Little Teachers

"And a little child shall lead them," Isaiah tells us. When our thought is receptive, how many lessons the children teach us! On page 9 of "Pulpit and Press" Mrs. Eddy says, "Ah, children, you are the bulwarks of freedom, the cement of society, the hope of our race!" Not only after the present generation of children have grown to be men and women will their helpfulness as here propheside be seen, but even through their childhood they are teaching valuable and beautiful lessons it would be well to learn.

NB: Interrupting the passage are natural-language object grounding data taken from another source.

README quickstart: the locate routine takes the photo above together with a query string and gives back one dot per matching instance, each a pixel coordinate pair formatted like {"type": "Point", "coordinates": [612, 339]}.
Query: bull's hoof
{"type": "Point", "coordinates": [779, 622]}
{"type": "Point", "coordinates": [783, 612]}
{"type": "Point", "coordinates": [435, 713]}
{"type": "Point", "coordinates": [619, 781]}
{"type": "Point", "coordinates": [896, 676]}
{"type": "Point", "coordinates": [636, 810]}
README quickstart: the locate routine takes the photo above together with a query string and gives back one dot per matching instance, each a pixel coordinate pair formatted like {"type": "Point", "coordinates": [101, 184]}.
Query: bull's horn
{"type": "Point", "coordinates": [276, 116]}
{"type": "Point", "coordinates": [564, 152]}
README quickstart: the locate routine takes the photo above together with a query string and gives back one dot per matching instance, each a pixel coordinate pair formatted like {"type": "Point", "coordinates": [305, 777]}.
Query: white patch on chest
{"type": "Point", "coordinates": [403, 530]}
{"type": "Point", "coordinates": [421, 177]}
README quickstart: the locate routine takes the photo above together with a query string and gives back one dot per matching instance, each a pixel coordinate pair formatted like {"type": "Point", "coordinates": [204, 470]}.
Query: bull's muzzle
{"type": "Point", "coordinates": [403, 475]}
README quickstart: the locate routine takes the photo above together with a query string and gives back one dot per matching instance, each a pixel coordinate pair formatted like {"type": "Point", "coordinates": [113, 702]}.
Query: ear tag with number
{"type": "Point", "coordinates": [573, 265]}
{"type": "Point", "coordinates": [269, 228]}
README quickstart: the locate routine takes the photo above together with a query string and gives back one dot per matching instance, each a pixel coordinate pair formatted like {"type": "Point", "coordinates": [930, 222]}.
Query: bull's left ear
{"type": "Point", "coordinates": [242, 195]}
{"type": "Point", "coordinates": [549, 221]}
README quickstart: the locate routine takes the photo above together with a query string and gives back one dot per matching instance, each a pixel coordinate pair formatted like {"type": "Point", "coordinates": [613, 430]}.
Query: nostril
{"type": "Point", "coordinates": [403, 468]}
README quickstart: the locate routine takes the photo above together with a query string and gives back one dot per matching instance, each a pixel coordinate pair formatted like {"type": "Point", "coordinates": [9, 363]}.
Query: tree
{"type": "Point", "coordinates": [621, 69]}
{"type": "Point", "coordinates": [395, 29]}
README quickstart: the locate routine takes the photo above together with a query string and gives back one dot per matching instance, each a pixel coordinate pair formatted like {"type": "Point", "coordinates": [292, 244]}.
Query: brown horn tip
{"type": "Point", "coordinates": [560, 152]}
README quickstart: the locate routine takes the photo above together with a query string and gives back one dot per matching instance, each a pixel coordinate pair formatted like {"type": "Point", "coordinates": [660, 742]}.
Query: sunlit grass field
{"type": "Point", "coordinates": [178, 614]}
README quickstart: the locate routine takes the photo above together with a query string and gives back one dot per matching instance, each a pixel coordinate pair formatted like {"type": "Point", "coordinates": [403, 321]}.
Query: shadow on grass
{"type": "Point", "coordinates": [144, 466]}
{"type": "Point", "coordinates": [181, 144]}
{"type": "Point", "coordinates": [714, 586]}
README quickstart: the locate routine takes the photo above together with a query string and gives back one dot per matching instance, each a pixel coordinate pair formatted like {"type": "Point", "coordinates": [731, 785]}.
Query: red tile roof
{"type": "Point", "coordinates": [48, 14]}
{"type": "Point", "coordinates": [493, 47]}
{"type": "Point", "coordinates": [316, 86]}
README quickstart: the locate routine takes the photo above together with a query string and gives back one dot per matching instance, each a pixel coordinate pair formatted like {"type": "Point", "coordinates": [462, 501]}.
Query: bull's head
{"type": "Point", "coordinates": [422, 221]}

Two incidents come to my thought. The first occurred several years ago, while I was living in a town in a middle western state where it is customary in the summer for families to spend their evenings on the porch or lawn, with neighbors and friends dropping in. In one such friendly group was a little girl about three years old, who, in her childlike desire to please, was accustomed to pick flowers—"Boks," she called them. Sometimes it would be only a wisp of grass or a potato blossom from the vegetable garden. These, with a loving smile, she would give to each one present. One member of the party had, for some unexplained and unexplainable reason, taken a violent dislike to this pretty child; and when in her innocence she offered him a little flower, he, in extreme rudeness, refused to look at it or at her. But did the little girl feel hurt or abused or misused? Not at all. She just sweetly and lovingly continued to offer him her little gifts, utterly regardless of his seeming unkindness. To me this was a wonderful lesson in knowing no evil. I saw more clearly than ever before why Jesus so loved the little children, and that to a consciousness filled with good, evil is unknown. Evil is nothing—having neither place, presence, nor power. Although it may seem to be a long and rough road to a consciousness of good that knows no evil, this is the spiritual goal to which we all must attain.